Последовательно применяя способ аргументации Сэйса, мы должны были бы отвергнуть чуть не все путешествия Геродота не только по странам Востока и Скифии, но и в собственной Элладе. Как может в том убедиться читатель из нашего указателя к Геродоту, в различных частях «историй», относящихся к Элладе, встречаются немаловажные погрешности, топографические и метрические, отправляясь от них и руководствуясь правилом Сэйса, пришлось бы все подобные промахи считать уликами намеренной лживости писателя и доказательствами того, что он знал Элладу и острова Эгейского моря только по книгам своих предшественников. В частности, относительно колхов заметим, что доводы историка в пользу родства их с египтянами нисколько не убедительны и для нас; тем не менее трактующие об этом предмете главы Геродотовой истории представляются поучительным примером раннего, весьма старательного приложения сравнительного метода к вопросам этнографии. Ошибка в выводе произошла не по вине автора, а по недостаточности фактического материала для удовлетворительного разрешения подобных задач.

Далее читателю Сэйса может показаться также, что Геродот и в самом деле надевает на себя личину замечательного лингвиста, прекрасного знатока языков тех народов, которых перечисляет Сэйс. Ничего подобного нет; ни одним словом древний писатель не обмолвился в этом смысле. Желающих удостовериться в том мы отсылаем к тем самым местам истории, которые называет и критик: II, 44, 104; III, 108; IV, 43; I, 171–172, 181–183; IV, 5, 24, 103, равно как и к другим, Сэйсом не упоминаемым: I, 57, 105, 110, 139, 187, 192; II, 2, 30, 46, 69, 77, 79, 94, 96, 98, 106, 112, 125, 136, 141, 143; III, 88; IV, 27, 59, 67, 110, 155, 192; V, 9; VI, 119; VIII, 85, 98; IX, 110. Относительно египтян мы находим ясное, не скрытое Геродотом указание, что в Египте существовал особый класс переводчиков, или проводников (ερμηνείς), услугами которых и пользовался путешественник по Египту (II, 124, 154).

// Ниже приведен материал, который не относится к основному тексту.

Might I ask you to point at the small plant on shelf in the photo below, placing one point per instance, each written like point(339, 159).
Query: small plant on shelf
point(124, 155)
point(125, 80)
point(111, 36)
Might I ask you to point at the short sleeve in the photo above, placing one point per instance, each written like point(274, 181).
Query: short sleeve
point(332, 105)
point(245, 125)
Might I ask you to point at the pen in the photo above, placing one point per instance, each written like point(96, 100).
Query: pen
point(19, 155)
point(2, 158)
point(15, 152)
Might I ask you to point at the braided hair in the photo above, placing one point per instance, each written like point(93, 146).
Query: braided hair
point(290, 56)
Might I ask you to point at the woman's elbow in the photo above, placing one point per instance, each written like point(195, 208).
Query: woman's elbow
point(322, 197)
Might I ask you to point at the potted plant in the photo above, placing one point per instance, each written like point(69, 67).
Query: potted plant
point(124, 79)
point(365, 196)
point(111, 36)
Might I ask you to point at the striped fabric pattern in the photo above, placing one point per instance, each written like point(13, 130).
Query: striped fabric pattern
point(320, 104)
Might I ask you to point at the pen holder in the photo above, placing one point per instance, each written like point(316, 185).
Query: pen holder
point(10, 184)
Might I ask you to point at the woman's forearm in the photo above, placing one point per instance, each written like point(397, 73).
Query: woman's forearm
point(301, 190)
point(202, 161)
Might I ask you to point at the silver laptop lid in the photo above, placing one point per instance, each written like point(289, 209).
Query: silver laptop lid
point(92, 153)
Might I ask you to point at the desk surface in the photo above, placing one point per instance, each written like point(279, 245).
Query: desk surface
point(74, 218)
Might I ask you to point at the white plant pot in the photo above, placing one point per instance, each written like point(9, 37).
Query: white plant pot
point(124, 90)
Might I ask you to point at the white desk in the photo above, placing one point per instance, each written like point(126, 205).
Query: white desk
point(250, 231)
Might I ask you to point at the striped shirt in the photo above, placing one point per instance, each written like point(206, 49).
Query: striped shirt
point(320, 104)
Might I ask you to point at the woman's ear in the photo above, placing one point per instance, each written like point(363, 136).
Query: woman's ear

Но Сэйс умалчивает об этой подробности, как умолчал он и о тех выражениях историка, в которых сей последний сам говорит лишь об относительной достоверности едва ли не большинства своих известий.

Но все эти «вопиющие примеры недобросовестности» (flagrant example of dishonesty) нужны критику для того, чтобы подорвать господствующее представление об обширности путешествий Геродота. Вслед за Бенбери он сомневается, чтобы историк доходил до Суз, а некоторые трудности в восстановлении пути от Сард до столицы Персии критик находит возможным объяснить себе только тем, что описание это (V, 52) взято автором из других рук, что, наконец, «всякий, кто переходил действительно реку Гинд, не мог бы подумать, что воды ее были отведены Киром в 360 каналов, как говорит об этом Геродот (I, 189–190)»; в подстрочном примечании критик готов отрицать самое существование такой реки. В ответ на это заметим только, что Дж. Роулинсон, посетивший эти места с Геродотом в руках, признавал – а за ним и другие – в Гинде теперешнюю реку Диалу, приток Тигра, и находил совершенно естественным, что громадные гидравлические сооружения в бассейне этой реки могли подать повод к басне о наказании реки Киром.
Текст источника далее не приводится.